L'histoire de la recherche scientifique concernant le Roelantslied commence en 1835, l'année où C.P. Serrure découvrit, dans la Bibliothèque Municipale de Lille, le premier fragment manuscrit (R) de ce texte. Cette même année Francisque Michel retrouva en Angleterre la manuscrit contenant la ‘Version d'Oxford’ de la Chanson de Roland. Peu après, plusieurs sources du Roelantslied sont rendues accessibles: successivement un exemplaire d'un livre populaire daté de 1576, Den droefliken strijt van Roncevale (VbB), et les manuscrits fragmentaires de La Haye (H), de Bruxelles (B) et de Looz (L).

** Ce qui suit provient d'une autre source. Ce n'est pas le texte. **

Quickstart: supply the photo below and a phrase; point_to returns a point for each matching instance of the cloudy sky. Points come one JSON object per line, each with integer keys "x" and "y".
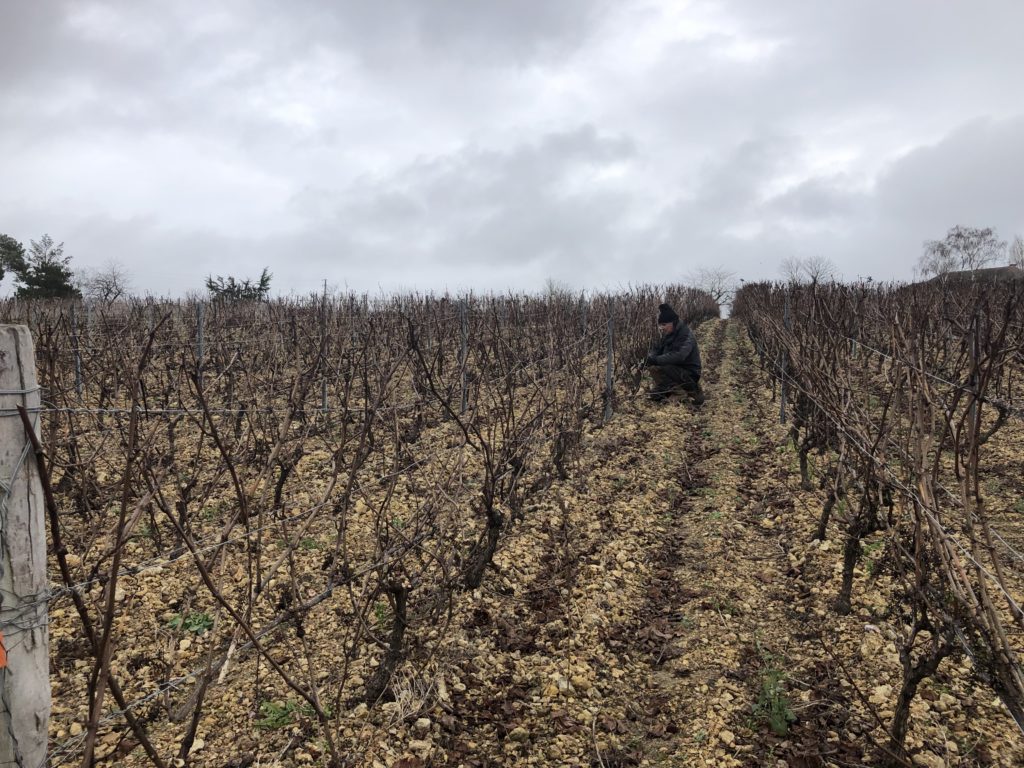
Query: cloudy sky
{"x": 433, "y": 144}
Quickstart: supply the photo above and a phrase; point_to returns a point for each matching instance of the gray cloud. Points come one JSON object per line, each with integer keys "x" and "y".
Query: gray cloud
{"x": 460, "y": 143}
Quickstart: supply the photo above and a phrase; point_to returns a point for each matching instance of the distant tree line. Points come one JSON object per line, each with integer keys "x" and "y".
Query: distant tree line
{"x": 969, "y": 248}
{"x": 43, "y": 271}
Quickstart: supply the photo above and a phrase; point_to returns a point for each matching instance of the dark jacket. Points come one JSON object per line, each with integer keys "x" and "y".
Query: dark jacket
{"x": 679, "y": 348}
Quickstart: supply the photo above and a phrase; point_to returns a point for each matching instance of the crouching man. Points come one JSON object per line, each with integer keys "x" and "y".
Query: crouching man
{"x": 675, "y": 360}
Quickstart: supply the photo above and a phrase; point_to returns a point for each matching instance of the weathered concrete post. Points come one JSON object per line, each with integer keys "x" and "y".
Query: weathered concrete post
{"x": 25, "y": 652}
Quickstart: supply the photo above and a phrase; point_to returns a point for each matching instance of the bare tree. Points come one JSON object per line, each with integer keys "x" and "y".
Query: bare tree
{"x": 717, "y": 281}
{"x": 107, "y": 284}
{"x": 963, "y": 248}
{"x": 1017, "y": 252}
{"x": 807, "y": 269}
{"x": 792, "y": 268}
{"x": 819, "y": 268}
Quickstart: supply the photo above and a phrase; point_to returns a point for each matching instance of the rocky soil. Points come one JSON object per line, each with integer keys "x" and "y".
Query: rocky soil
{"x": 667, "y": 605}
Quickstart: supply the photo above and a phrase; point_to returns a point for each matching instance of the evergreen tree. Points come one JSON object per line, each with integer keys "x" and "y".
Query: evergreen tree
{"x": 11, "y": 256}
{"x": 228, "y": 289}
{"x": 43, "y": 273}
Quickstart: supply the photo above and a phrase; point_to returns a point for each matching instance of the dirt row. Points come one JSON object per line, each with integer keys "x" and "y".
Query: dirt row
{"x": 667, "y": 605}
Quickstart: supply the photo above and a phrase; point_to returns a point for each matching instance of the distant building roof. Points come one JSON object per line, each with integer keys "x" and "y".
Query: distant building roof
{"x": 992, "y": 273}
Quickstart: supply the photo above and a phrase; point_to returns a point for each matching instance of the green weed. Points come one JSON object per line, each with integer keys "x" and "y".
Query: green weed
{"x": 773, "y": 706}
{"x": 282, "y": 714}
{"x": 198, "y": 622}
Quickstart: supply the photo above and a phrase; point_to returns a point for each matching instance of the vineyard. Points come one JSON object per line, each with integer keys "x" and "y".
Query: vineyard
{"x": 418, "y": 530}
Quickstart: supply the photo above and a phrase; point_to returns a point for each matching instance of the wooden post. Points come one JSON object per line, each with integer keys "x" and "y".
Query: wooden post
{"x": 78, "y": 352}
{"x": 463, "y": 352}
{"x": 608, "y": 370}
{"x": 200, "y": 321}
{"x": 783, "y": 383}
{"x": 25, "y": 650}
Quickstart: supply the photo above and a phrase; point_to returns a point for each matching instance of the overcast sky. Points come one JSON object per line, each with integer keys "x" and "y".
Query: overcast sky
{"x": 433, "y": 144}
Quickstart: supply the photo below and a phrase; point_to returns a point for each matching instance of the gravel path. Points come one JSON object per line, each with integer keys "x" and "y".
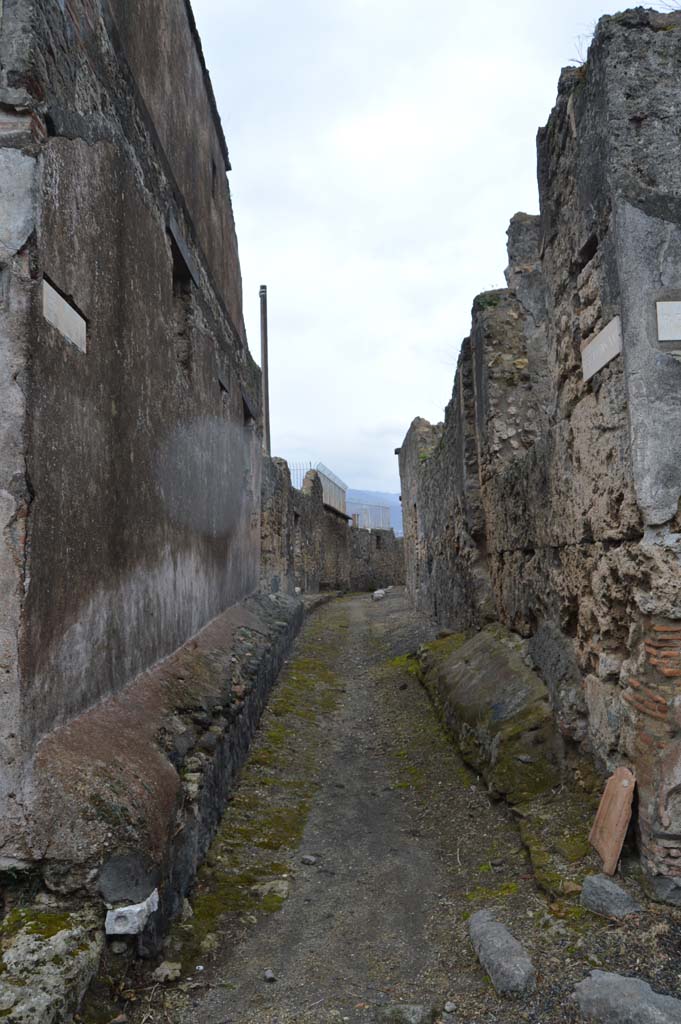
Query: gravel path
{"x": 403, "y": 846}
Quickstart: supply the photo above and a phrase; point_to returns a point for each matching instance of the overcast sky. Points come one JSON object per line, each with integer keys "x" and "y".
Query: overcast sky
{"x": 379, "y": 148}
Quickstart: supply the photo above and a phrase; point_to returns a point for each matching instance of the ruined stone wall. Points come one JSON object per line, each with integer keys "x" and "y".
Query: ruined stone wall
{"x": 306, "y": 545}
{"x": 572, "y": 522}
{"x": 129, "y": 441}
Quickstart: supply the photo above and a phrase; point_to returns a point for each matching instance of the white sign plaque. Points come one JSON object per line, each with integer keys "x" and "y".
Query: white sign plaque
{"x": 669, "y": 322}
{"x": 602, "y": 348}
{"x": 64, "y": 316}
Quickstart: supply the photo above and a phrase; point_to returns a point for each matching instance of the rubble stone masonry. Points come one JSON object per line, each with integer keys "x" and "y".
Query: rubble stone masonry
{"x": 129, "y": 436}
{"x": 549, "y": 498}
{"x": 309, "y": 546}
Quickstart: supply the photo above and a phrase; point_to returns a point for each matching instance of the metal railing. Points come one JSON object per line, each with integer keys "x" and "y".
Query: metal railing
{"x": 370, "y": 516}
{"x": 298, "y": 471}
{"x": 335, "y": 491}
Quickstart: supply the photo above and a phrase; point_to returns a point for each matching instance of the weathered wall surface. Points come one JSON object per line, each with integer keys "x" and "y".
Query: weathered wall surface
{"x": 129, "y": 443}
{"x": 306, "y": 545}
{"x": 564, "y": 510}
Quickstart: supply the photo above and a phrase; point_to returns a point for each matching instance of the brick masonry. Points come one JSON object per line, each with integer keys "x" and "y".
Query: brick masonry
{"x": 549, "y": 501}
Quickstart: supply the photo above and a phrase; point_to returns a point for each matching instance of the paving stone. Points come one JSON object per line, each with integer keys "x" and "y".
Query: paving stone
{"x": 612, "y": 998}
{"x": 603, "y": 896}
{"x": 405, "y": 1014}
{"x": 501, "y": 954}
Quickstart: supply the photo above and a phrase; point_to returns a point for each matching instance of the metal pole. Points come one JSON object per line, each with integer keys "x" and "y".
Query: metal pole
{"x": 264, "y": 366}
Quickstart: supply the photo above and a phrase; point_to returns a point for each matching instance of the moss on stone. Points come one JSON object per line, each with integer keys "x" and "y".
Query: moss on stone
{"x": 33, "y": 922}
{"x": 486, "y": 893}
{"x": 270, "y": 806}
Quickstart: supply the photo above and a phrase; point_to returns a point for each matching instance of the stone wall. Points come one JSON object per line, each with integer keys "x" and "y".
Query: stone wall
{"x": 549, "y": 498}
{"x": 129, "y": 437}
{"x": 307, "y": 545}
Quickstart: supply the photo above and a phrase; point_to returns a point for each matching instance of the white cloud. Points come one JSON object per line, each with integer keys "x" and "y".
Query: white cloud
{"x": 379, "y": 150}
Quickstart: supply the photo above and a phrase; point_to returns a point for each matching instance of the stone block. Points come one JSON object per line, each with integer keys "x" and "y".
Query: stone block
{"x": 131, "y": 920}
{"x": 601, "y": 895}
{"x": 501, "y": 954}
{"x": 612, "y": 998}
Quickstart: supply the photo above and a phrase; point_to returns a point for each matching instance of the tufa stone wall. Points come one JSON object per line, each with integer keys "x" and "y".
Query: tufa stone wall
{"x": 129, "y": 441}
{"x": 549, "y": 498}
{"x": 307, "y": 545}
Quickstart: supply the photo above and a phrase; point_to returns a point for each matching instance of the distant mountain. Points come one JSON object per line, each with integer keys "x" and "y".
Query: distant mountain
{"x": 355, "y": 498}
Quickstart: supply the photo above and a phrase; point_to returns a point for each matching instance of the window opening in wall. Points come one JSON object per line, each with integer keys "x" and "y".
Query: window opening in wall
{"x": 183, "y": 276}
{"x": 250, "y": 414}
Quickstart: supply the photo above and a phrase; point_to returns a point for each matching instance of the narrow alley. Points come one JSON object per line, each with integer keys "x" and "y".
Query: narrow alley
{"x": 354, "y": 850}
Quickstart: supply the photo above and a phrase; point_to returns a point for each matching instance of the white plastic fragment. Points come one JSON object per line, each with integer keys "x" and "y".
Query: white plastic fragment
{"x": 131, "y": 920}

Cette première période de recherches se termine par l'édition de Serrure en 1858 et celle de J.H. Bormans en 1864. Bormans était d'avis que les fragments conservés du Roelantslied ont pour source un texte très ancien en moyen néerlandais, qui aurait également servi de modèle à la Chanson de Roland; cette thèse a tout de suite été repoussée par Gaston Paris.
En 1886 une nouvelle édition parut, publiée par G. Kalff. Celui-ci a tenté de réunir les différents fragments du texte et d'en faire un récit continu. En comparant le texte obtenu ainsi avec l'édition de la Chanson de Roland de Th. Müller et L. Gautier il concluait que la version en moyen néerlandais devait être une traduction assez défectueuse d'une rédaction française perdue. Selon Kalff ce modèle français doit être placé à un moment tardif dans la tradition française de la Chanson de Roland.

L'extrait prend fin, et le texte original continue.